The pause this time was the pause of someone who has been Han-Ho adjacent through Min-Seo for two weeks and has developed a significant tolerance for the inexplicable but is still finding specific instances of it notable.
"Tell the response team to stand down," said Ara.
"Thank you," said Min-Seo.
He hung up.
Watched Han-Ho redo mark twelve.
Kargath the Consuming had been standing slightly to the left of mark thirteen for four minutes.
In those four minutes:
The man had redone marks twelve through sixteen.
The man had spoken to the equipment team twice about sensor recalibration.
The man had made seven notes in a small notebook.
The man had not looked at Kargath once.
Not once.
In twelve dimensions of existence Kargath had never been ignored.
Feared. Respected. Fled from. Occasionally screamed at. Once, memorably, offered tribute by an entire civilization that had heard about the eleven Hunter teams and decided tribute was more efficient than resistance.
Never ignored.
The small dark creature on the man's left shoulder was looking at him.
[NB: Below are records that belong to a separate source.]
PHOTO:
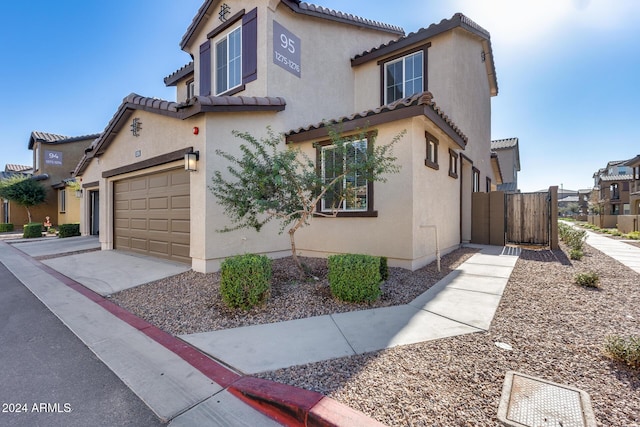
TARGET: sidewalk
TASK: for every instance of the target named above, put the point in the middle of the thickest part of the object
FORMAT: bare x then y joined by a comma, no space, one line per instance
180,384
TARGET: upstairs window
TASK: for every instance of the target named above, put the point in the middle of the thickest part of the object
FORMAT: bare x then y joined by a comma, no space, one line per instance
233,56
229,61
404,77
431,159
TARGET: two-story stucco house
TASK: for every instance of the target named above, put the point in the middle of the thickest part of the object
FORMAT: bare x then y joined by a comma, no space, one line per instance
294,66
634,190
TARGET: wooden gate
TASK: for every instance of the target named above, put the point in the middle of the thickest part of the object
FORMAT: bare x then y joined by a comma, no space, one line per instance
528,218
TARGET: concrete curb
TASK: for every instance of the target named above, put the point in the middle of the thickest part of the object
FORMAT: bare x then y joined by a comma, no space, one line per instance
288,405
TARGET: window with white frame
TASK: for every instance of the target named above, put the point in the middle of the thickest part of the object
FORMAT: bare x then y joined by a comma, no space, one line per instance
228,61
403,77
62,200
350,190
431,159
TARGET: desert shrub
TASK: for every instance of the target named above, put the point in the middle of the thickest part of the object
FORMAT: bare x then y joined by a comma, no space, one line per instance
589,280
33,229
572,237
245,280
624,349
69,230
576,254
354,277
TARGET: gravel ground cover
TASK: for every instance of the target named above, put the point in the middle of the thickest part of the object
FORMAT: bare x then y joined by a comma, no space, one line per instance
191,302
556,328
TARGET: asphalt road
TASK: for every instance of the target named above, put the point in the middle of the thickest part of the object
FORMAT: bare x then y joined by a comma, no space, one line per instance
48,377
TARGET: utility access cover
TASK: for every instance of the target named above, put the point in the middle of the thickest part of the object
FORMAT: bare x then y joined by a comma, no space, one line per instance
533,402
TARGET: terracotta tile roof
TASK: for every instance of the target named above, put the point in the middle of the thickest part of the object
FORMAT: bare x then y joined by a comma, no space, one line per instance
297,6
323,12
173,78
501,144
457,20
424,99
16,168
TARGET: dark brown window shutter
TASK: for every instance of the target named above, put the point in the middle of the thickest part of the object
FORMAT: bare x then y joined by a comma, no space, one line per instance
250,46
205,68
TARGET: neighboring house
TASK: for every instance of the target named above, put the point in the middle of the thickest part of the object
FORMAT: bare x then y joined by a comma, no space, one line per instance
613,183
54,159
294,66
508,153
634,189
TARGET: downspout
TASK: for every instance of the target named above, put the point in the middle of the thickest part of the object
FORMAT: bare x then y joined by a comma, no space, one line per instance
437,243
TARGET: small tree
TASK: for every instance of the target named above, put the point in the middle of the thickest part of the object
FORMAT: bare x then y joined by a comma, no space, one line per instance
23,191
269,182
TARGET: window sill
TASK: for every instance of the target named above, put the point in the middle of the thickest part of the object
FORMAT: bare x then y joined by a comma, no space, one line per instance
431,164
349,214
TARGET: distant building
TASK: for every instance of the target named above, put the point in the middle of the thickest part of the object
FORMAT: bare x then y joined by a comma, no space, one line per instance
508,154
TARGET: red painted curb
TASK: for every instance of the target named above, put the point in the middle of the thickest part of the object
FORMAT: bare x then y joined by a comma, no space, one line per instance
286,404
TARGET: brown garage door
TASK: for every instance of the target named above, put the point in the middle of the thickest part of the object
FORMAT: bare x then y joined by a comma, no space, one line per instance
152,215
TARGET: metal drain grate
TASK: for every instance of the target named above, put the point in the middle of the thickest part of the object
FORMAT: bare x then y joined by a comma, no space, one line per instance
533,402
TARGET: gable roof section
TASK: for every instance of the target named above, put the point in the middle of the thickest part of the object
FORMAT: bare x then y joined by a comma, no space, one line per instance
16,168
51,138
205,12
457,20
419,104
173,78
181,111
507,144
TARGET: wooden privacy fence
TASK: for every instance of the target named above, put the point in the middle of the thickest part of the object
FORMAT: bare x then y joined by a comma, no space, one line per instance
528,218
519,218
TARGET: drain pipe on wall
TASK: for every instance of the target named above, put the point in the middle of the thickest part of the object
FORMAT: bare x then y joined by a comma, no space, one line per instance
437,243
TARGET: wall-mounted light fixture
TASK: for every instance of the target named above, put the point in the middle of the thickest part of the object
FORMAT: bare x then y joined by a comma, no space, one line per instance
191,160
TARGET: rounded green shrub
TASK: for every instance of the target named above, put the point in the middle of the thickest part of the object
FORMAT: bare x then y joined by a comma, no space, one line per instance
354,277
245,280
5,227
33,229
589,280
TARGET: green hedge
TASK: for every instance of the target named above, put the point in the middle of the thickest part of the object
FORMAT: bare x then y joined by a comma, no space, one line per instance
355,277
69,230
244,280
33,229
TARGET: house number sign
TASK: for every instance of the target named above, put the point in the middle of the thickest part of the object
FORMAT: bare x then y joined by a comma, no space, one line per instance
286,49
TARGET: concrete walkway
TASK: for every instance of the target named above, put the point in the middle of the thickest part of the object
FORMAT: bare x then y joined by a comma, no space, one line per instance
463,302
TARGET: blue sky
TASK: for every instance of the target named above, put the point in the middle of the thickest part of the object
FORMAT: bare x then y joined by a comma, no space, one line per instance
567,71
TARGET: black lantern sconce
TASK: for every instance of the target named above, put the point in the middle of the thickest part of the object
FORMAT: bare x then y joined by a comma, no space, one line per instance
191,160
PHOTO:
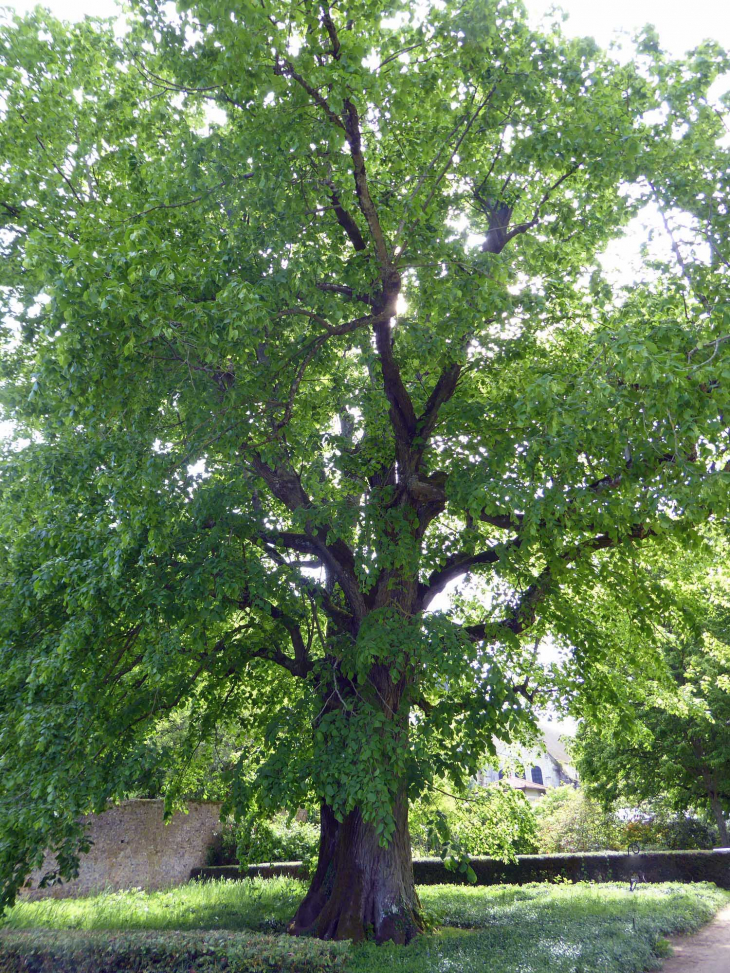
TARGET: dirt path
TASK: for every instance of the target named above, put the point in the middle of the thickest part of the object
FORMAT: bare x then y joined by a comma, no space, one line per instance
707,952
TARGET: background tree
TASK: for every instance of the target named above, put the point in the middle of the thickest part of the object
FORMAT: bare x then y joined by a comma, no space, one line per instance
280,374
670,738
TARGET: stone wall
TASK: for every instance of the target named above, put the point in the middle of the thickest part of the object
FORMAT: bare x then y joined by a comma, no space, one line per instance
133,848
594,866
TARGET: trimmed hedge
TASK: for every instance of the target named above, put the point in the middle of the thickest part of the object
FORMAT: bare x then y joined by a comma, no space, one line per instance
609,866
47,951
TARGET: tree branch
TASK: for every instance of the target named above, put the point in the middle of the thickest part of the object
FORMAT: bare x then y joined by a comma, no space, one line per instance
458,565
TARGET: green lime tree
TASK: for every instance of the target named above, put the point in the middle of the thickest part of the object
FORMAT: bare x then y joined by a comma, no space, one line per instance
305,322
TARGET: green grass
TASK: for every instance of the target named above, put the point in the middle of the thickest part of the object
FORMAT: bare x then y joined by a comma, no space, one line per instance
498,929
260,905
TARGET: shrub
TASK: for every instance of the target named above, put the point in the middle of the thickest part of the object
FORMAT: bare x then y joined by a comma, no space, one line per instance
495,820
100,952
570,821
254,840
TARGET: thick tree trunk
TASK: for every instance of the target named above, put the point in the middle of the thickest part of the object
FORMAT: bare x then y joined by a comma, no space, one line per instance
360,890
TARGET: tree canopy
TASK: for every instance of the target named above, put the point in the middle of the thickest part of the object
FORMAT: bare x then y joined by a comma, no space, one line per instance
306,321
670,737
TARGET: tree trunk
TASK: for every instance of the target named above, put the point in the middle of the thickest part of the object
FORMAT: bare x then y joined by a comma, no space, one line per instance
360,890
718,812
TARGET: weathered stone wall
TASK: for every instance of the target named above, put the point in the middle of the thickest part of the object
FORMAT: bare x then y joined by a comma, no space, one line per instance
133,848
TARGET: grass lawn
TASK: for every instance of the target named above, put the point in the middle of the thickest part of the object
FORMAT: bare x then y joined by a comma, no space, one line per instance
233,926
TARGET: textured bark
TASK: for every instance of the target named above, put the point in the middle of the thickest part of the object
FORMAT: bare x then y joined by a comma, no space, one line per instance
360,890
719,814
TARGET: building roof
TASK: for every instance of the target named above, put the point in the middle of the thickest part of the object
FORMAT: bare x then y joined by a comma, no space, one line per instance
551,735
520,784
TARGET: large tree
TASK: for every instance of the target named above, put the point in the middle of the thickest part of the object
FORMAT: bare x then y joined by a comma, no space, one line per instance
282,371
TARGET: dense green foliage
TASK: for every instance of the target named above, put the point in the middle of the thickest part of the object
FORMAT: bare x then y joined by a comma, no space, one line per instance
496,821
667,742
501,929
257,840
160,953
569,820
280,375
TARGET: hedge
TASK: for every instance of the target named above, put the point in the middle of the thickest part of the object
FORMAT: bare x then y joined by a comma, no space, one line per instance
610,866
48,951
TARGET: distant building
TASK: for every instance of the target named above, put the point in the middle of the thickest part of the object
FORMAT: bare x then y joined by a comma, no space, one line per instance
534,771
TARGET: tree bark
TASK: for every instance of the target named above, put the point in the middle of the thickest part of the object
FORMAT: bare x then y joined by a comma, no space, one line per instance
719,814
359,889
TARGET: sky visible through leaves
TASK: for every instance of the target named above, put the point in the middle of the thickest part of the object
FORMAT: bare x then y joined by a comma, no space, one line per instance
681,26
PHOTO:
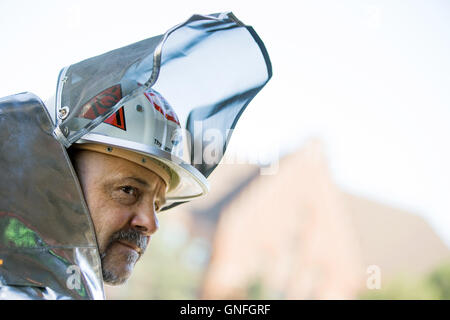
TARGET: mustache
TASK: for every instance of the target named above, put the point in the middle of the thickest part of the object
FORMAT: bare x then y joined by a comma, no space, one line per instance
132,236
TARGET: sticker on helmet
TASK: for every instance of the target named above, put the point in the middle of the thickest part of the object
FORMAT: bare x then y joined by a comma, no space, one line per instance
102,102
162,106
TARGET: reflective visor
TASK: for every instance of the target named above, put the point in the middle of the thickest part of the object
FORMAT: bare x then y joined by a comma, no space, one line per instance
209,68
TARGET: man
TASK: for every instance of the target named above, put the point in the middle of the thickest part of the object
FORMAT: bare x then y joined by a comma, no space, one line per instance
85,175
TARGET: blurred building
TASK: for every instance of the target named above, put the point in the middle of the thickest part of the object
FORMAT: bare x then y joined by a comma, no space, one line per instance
289,235
295,235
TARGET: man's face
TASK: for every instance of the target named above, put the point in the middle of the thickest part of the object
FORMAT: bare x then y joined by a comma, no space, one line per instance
123,199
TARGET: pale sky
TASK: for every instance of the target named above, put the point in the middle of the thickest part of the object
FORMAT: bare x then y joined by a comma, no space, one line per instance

The other small dark creature on his right shoulder was eating something from a bag and also looking at him.
The small creature in the bag pocket was looking at him with very large eyes.
They were looking at him.
The man was not.
The man was doing mark seventeen.
"Excuse me," said Kargath.
Han-Ho looked up.
"You're talking to me now," said Han-Ho.
"I have destroyed eleven Hunter teams," said Kargath.
"I know," said Han-Ho.
"Eleven."
"Yes."
"B-Rank and above."
"The Registry alert had your file attached," said Han-Ho. "Eleven teams. I read it."
Kargath stared at him.
"And," said Kargath.
"And the Gate residue is spreading," said Han-Ho. "I need to address it before I continue the mapping or the contamination will compromise the deep-scan readings." He stood up. "Can you step back approximately three meters. Toward the Gate."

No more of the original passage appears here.